Проблемы поэтического бытия. Сборник работ по фундаментальной проблематике современной филологии - страница 10



.

Мнение о том, что для героев Толстого важен не столько диалог слов, сколько диалог жестов и мимики, утвердилось еще со времени появления книги Д. Мережковского «Л. Толстой и Достоевский», в которой он, исходя из своей концепции «диалектического» противопоставления Л. Толстого как «ясновидца плоти» и Достоевского как «ясновидца духа», приходит, в частности, к выводу, что «у Л. Толстого мы слышим, потому что видим; у Достоевского мы видим, потому что слышим»[47]. Точка зрения В. Виноградова более точно вскрывает специфику толстовского диалога, он говорит о противоречии между словом и жестом героя, т. е. о своеобразном «микродиалоге» между ними, хотя и не употребляет этого термина. Л. Гинзбург в монографии «О психологической прозе» развивает этот тезис В. Виноградова: «Для Толстого реплика, – пишет она, – это еще сырой материал; только объясняющее авторское сопровождение оформляет её смысл, переключая реплику в другой, скрытый, контекст»[48].

Вслед за Мережковским конструктивное значение диалога в поэтике Достоевского подчеркивал Л.П. Гроссман. «Форма беседы или спора, – говорит он, – где различные точки зрения могут поочередно господствовать и отражать разнообразные оттенки противоположных исповеданий, особенно подходит к воплощению этой вечно слагающейся и никогда не застывающей философии. Перед таким художником и созерцателем образов, как Достоевский в минуту его углубленных раздумий о смысле явлений и тайне мира должна была предстать эта форма философствования, в которой каждое мнение словно становится живым существом и излагается взволнованным человеческим голосом»[49].

Своеобразно развивает это положение В. Шкловский: «Не только герои спорят у Достоевского, – замечает он, – отдельные элементы сюжетного развертывания как бы находятся во взаимном противоречии: факты по-разному называются, психология героев оказывается самопротиворечивой; эта форма является результатом сущности»[50].

Это утверждение В. Шкловского с равным и даже большим основанием можно отнести и к романам Л. Толстого. Ср. портреты Анны и Ставрогина.

У Достоевского: «Поразило тоже его лицо: волосы его были что-то уж очень черны, светлые глаза его что-то уж очень спокойны и ясны, цвет лица что-то уж очень нежен и бел, румянец уж что-то слишком ярок и чист, зубы как жемчужины, губы как коралловые – казалось бы, писаный красавец, а в то же время как будто и отвратителен»[51].
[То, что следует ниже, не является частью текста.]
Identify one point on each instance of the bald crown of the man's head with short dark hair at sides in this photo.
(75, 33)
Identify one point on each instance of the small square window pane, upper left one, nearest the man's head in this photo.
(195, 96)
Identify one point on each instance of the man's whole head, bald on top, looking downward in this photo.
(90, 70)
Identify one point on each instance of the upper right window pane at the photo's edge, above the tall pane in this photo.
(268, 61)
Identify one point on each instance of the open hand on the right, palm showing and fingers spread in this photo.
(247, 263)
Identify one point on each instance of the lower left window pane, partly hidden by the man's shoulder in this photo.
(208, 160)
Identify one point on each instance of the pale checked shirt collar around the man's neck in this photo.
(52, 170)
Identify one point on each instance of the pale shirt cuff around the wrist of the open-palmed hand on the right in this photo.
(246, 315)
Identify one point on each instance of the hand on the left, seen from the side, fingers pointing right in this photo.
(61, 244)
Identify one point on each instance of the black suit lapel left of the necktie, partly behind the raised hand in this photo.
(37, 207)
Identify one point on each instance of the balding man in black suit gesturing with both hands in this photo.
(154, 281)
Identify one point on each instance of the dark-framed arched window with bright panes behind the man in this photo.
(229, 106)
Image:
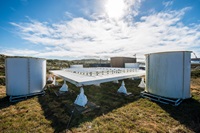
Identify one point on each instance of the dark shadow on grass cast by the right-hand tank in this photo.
(187, 113)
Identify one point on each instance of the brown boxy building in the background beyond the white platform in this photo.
(120, 61)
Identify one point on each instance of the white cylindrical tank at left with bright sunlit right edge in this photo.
(25, 76)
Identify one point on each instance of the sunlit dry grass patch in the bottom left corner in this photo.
(24, 116)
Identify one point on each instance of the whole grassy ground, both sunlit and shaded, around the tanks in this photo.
(117, 113)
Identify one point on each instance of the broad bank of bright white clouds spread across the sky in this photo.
(104, 37)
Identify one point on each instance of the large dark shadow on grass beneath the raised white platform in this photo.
(57, 109)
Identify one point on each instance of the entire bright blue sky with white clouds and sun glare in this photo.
(77, 29)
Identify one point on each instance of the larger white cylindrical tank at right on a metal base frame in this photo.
(168, 74)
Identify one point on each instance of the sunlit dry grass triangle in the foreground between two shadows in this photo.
(139, 116)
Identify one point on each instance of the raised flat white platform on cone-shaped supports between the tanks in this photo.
(90, 76)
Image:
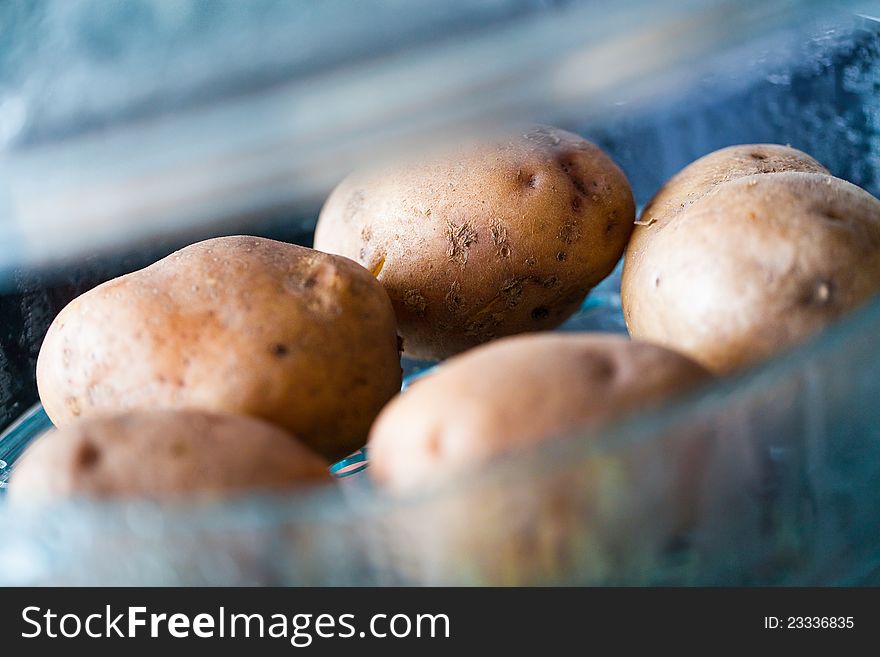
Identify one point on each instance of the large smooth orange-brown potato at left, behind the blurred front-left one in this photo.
(243, 325)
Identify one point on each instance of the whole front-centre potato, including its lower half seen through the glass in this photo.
(605, 515)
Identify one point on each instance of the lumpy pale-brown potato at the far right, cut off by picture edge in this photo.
(754, 265)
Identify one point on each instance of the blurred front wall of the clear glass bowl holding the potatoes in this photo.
(786, 494)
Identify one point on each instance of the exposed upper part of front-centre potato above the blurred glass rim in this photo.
(514, 393)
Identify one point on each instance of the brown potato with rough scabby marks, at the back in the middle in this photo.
(485, 241)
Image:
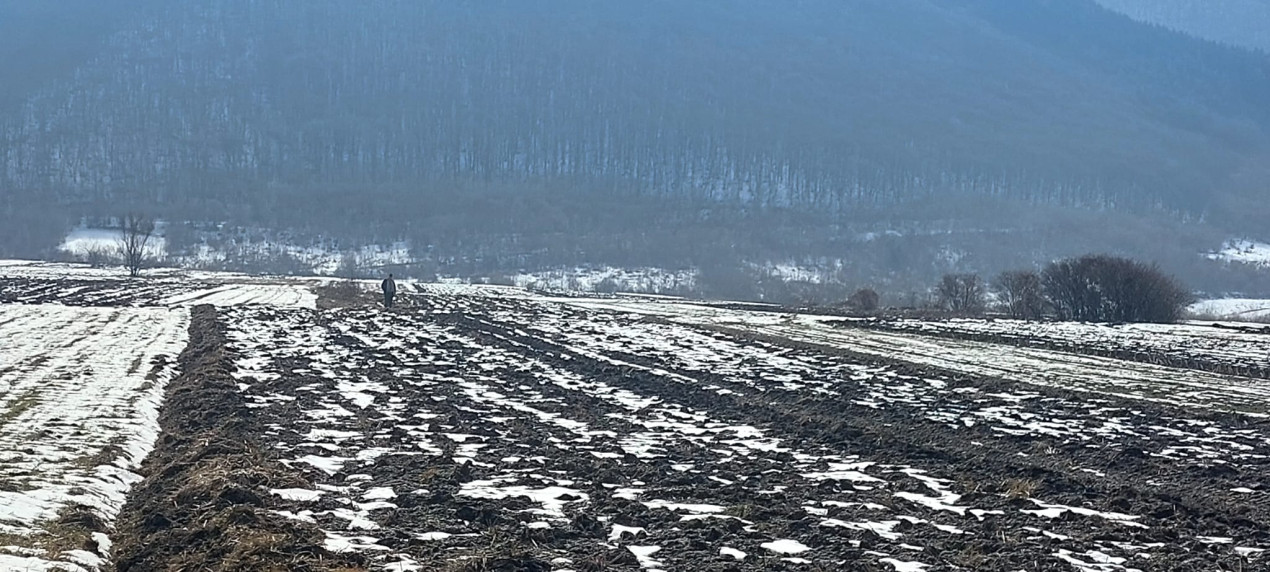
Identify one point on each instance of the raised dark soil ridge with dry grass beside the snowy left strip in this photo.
(205, 503)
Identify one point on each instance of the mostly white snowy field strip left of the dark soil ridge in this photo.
(81, 391)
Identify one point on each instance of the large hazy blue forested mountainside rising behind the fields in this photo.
(979, 134)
У Толстого: «Какая-то сверхъестественная сила притягивала глаза Кити к лицу Анны. Она была прелестна в своем простом черном платье, прелестны были её полные руки с браслетами, прелестна твердая шея с ниткой жемчуга, прелестны вьющиеся волосы расстроившейся прически, прелестны грациозные движения маленьких рук и ног, прелестно это красивое лицо в своем оживлении; но было что-то ужасное и жестокое в её прелести»[52].

Приведя пример внутренне противоречивого портрета у Достоевского (портрет Порфирия Петровича), А. Белкин пишет: «Это традиционно. «Пухлое, круглое и немного курносое лицо его было цвета больного, темно-желтого, но довольно доброе…» «Слушайте, вот теперь будет Достоевский: «Оно было бы даже и добродушное, если бы не мешало выражение глаз»[53].

Такое отыскивание Достоевского в Достоевском приводит к прямо противоположному результату: безнадежной потере Достоевского.

У Толстого, как и у Достоевского, «спорят» отдельные жесты, одинаковые детали «разгадываются» по-разному и т. п. Так, признавшись Долли в том, что она кокетничала с Вронским, Анна добавляет: «Но право, право, я не виновата или виновата немножко, – сказала она, тонким голосом протянув слово «немножко».